When confronted with the horrors of National Socialism, Communism, and ISIS – and various other utopian movements, each promising to create a better world – the “believer” will insist that these are mere aberrations, easily corrected by the right people and re-education programs. Such hope is inevitably based upon a benign assessment of humanity.

However, what if the genocides, rapes, and abductions are the result of deeper problems that social changes will not touch? What if we are not controlled by rational argumentation or the means of production but by baser instincts?

And here is related consideration. What if there is a human nature that requires a certain kind of care? Then we have to ask the question: “Is this nature best served by sexual liberation? Communism? Finding one’s own truth? Psychotropic drugs?”

This is the Mason-Dixon Line – the great polarizing divide. It depends on our understanding of humanity. How fluid and remedial is our nature? The progressive answers, “very fluid and remedial.” The conservative answers very differently, and these answers determine how readily we will pursue radical change.

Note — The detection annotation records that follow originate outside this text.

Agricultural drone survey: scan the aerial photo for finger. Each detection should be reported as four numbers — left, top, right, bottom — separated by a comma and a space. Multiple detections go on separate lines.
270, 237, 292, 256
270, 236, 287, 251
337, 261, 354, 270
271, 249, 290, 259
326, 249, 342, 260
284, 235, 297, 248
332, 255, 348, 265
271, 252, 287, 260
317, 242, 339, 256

The Bible testifies of the pervasive sinfulness of humanity.  According to Jesus, we are normally addicted to darkness, the denial of the truth (John 3:19-20). The veracity of His assessment is evident at every turn. One Sabbath, Jesus healed a man with a “shriveled hand.” Instead of praising God at this miraculous deed:

  • The Pharisees and the teachers of the law were furious and began to discuss with one another what they might do to Jesus. (Luke 6:11)
This same hatred of the Light of God is ubiquitously evident. After Jesus raised Lazarus from the dead after four days in the grave:

  • Some of [those who saw the miracle] went to the Pharisees and told them what Jesus had done. Then the chief priests and the Pharisees called a meeting of the Sanhedrin. “What are we accomplishing?” they asked. “Here is this man performing many signs. If we let him go on like this, everyone will believe in him. (John 11:46-48) 
They were unwilling to consider the implications of this great miracle. Instead, they plotted together to kill Jesus and eliminate His unbearable Light.

Jesus even prophesied that the enemies of the Light would not only eliminate Him but also those associated with Him, all the while convincing themselves that they were performing a virtuous act:

  • They will put you out of the synagogue; in fact, the time is coming when anyone who kills you will think they are offering a service to God. (John 16:2) 
According to the Bible, human perversity is so deep-seated that it requires radical surgery. We must be changed from above. In light of this understanding, utopianism is sheer fantasy, like building a mansion on a cesspool.

We are that cesspool. This is a truth that I had denied, disguised, and suppressed for years. It was just too unsettling! However, through the assurance of my Savior’s love and forgiveness, He granted me the courage to face the disorienting Light, and the closer I came to it, the more I was enabled to see the ugliness within.

Fire can either consume us or free us from our bonds. Rather than psychologically crippling me, the Light freed me. I no longer have to hide and put on a facade. I can non-defensively bask in the truth, knowing that my worth is unassailably buried in His love and care.

This does not represent a rejection of social change, but instead a recognition of our human limitations.